Te convertiste en mi amor imposible,
aquel que nunca me falla cuando sueño con otra vida,
cuando el frío amenaza más allá del universo de mis ventanas,
y mis horas se esconden asustadas de una rutina que desea devorarlas.
Clavaste en mi alma el eco de tu voz,
el brillo de tus ojos,
el baile de tus pasos
y el rubor inocente que incendia tu piel.
Me sonríes cada vez que cierro los ojos,
sin saberlo sostienes en tus manos mis segundos,
y llenas de contenido mis silencios con la simple visión de tu cuello desnudo.
Todo sin saberlo.
Sin sospechar que soy feliz cuando te miro en la distancia,
que para mí es imposible dejar de seguir tu estela cuando pasas a mi lado,
y que cuando me siento frente a ti y pregunto «¿Qué tal llevas el día?»
mi corazón se queda afónico gritándote todo aquello que de verdad te diría.

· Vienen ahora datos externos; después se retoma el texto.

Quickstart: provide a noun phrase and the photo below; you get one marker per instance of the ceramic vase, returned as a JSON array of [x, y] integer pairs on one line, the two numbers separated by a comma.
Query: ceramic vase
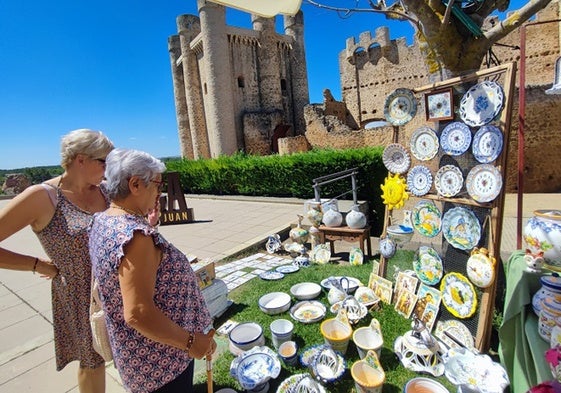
[[355, 219], [543, 233]]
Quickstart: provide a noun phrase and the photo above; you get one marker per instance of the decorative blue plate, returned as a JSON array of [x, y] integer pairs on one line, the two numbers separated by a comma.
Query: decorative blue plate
[[455, 138], [400, 107], [481, 103], [487, 144], [419, 180]]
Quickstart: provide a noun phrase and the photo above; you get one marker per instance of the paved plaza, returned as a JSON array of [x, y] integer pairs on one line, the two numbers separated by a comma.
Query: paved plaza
[[223, 227]]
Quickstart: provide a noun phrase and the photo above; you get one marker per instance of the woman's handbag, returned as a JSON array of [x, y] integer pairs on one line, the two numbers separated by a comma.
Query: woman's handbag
[[100, 337]]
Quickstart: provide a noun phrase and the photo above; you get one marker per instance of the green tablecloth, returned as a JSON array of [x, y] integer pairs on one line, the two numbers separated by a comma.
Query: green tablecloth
[[521, 348]]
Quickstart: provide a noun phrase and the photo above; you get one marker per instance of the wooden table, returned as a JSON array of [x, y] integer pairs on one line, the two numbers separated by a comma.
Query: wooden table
[[351, 235]]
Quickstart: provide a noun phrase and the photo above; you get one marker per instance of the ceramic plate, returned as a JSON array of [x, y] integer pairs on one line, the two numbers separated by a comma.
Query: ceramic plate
[[455, 138], [456, 329], [461, 228], [271, 275], [400, 107], [424, 143], [448, 181], [481, 103], [428, 265], [308, 311], [458, 295], [396, 159], [487, 144], [484, 183], [286, 269], [290, 383], [427, 218], [419, 180]]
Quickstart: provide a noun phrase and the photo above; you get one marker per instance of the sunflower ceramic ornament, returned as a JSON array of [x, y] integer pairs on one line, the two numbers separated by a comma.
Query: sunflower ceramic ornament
[[394, 192]]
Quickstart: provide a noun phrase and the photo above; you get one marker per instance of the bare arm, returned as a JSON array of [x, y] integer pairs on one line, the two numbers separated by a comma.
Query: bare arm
[[137, 279], [34, 208]]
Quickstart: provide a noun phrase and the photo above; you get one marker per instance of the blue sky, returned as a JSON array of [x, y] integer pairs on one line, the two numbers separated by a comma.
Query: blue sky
[[104, 65]]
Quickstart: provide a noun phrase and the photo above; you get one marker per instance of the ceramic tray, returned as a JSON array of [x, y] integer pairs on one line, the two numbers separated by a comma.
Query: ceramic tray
[[461, 228], [487, 144], [308, 311], [428, 265], [481, 103], [419, 180], [448, 181], [395, 158], [424, 143], [400, 107], [458, 295], [427, 218], [455, 138], [484, 183]]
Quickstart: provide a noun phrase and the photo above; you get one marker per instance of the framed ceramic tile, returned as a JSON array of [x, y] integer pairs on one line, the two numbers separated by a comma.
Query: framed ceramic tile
[[439, 105]]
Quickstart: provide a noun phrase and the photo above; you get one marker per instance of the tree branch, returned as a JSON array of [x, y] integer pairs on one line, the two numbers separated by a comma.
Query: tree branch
[[515, 19]]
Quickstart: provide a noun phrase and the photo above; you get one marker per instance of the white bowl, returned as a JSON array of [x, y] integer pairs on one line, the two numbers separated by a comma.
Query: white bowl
[[246, 335], [305, 290], [274, 303]]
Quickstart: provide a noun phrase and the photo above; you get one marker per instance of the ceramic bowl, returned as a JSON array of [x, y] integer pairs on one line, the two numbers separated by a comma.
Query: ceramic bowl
[[246, 335], [274, 303], [305, 290]]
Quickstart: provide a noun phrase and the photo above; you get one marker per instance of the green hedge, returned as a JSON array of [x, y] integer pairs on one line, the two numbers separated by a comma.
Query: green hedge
[[287, 176]]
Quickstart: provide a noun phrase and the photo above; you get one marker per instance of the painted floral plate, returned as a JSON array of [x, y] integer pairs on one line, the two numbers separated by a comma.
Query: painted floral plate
[[424, 143], [484, 183], [395, 158], [481, 103], [400, 107], [455, 138], [448, 181], [419, 180], [487, 144], [427, 218], [458, 295], [428, 265], [461, 228]]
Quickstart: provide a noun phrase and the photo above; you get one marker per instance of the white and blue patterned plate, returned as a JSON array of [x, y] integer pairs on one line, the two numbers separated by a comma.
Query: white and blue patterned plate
[[455, 138], [487, 144], [419, 180], [481, 103]]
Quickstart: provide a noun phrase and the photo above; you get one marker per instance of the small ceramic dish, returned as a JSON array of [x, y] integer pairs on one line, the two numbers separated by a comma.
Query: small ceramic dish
[[274, 303], [305, 290]]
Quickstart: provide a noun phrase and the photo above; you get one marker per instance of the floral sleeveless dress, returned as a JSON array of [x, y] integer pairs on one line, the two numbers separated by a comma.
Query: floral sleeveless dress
[[65, 240]]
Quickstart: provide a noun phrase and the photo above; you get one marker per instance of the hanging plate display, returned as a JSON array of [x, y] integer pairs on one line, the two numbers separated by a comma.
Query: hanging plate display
[[455, 138], [400, 107], [427, 218], [448, 180], [396, 159], [424, 143], [458, 295], [428, 265], [461, 228], [481, 103], [487, 144], [484, 183], [419, 180]]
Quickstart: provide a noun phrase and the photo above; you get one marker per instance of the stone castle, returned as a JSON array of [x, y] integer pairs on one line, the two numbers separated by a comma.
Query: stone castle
[[272, 113]]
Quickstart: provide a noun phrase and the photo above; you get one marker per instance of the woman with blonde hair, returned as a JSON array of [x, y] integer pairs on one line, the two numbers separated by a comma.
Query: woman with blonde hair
[[157, 318], [59, 211]]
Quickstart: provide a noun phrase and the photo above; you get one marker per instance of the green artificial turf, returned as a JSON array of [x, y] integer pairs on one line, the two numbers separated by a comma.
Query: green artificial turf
[[245, 308]]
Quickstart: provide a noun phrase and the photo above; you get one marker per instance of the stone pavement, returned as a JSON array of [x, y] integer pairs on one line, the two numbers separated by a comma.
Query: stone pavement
[[223, 227]]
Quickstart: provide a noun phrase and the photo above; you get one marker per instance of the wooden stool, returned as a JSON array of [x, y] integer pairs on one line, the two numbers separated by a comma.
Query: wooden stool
[[348, 234]]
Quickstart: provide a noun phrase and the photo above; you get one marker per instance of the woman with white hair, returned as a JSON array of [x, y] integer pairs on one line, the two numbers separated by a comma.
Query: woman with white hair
[[156, 316], [59, 211]]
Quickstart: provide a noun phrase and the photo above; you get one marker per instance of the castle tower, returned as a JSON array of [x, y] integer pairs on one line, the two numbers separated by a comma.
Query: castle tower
[[294, 27], [217, 84]]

Muchos dicen que todo eso se nota.
Que las miradas son incapaces de guardar secretos cuando el brillo se instala en ellas.
Que no puedo apagar el color de mis mejillas cuando me golpeas con una sonrisa,
ni ocultar la piel erizada cuando mis dedos tocan tus manos siempre suaves,
porque es entonces cuando me digo: ¡Lo sabes!
Pero una y otra vez mi grito se pierde en el miedo,
en el frío de la distancia que se impone cuando separas tu mano
y el abismo que se abre me devuelve a mi lugar:
el del loco que mira en silencio a su amor imposible,
suspirando por cada paso que me pudiera llevar a tu lado,
y soñando con ese beso que aún no te he dado.